Left Motor Speed = Base Speed - (Kp * Error + Kd * Derivative of Error)
Right Motor Speed = Base Speed + (Kp * Error + Kd * Derivative of Error)

Obstacle Handling: Stop or adjust speed if a sudden obstacle is detected within a threshold distance.

Example Pseudo Code

import lidar_library
import motor_control

Kp = 0.5
Kd = 0.1
base_speed = 150  # actuator units (e.g., PWM)
last_error = 0.0
obstacle_threshold = 0.3  # meters

lidar = lidar_library.LIDAR()
motors = motor_control.MotorDriver()

def detect_walls(scan):
    left_distances = [dist for angle, dist in scan if 80 <= angle <= 100]
    right_distances = [dist for angle, dist in scan if 260 <= angle <= 280]
    left_wall = min(left_distances) if left_distances else None
    right_wall = min(right_distances) if right_distances else None
    return left_wall, right_wall

while True:
    scan = lidar.get_scan()
    left_wall, right_wall = detect_walls(scan)

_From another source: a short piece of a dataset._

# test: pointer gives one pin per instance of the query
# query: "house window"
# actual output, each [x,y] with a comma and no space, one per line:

    # Simple obstacle stop: if something is very close ahead
    front = [dist for angle, dist in scan if -10 <= angle <= 10 or 350 <= angle <= 360]
    if front and min(front) < obstacle_threshold:
        motors.set_speeds(0, 0)
        continue

    # Define error: positive if closer to right wall (robot needs to steer left)
    if left_wall is None and right_wall is None:
        # No walls detected: slow search
        motors.set_speeds(0, 0)
        continue
    elif left_wall is None:
        error = -(right_wall)  # steer left towards center
    elif right_wall is None:
        error = left_wall      # steer right towards center
    else:
        error = (left_wall - right_wall) / 2.0

    d_error = error - last_error

    left_speed = base_speed - (Kp * error + Kd * d_error)
    right_speed = base_speed + (Kp * error + Kd * d_error)

    # Constrain to valid actuator range
    left_speed = max(0, min(255, left_speed))
    right_speed = max(0, min(255, right_speed))

    motors.set_speeds(left_speed, right_speed)
    last_error = error

Grid Pattern Following

If the corridor network is organized as a rectangular grid, the algorithm becomes more complex.

  • View the space as a set of grid cells separated by walls or openings.
  • If an opening appears on the left or right, temporarily rely on the existing wall and maintain heading until a new wall segment is detected.
  • If there is an obstacle in front of the robot, stop and consider turning left or right based on your navigation policy (e.g., keep following the right wall).

A more advanced approach is to treat the environment as a discrete grid-cell map and control the robot during inter-cell transitions, using wall detections as events for state updates.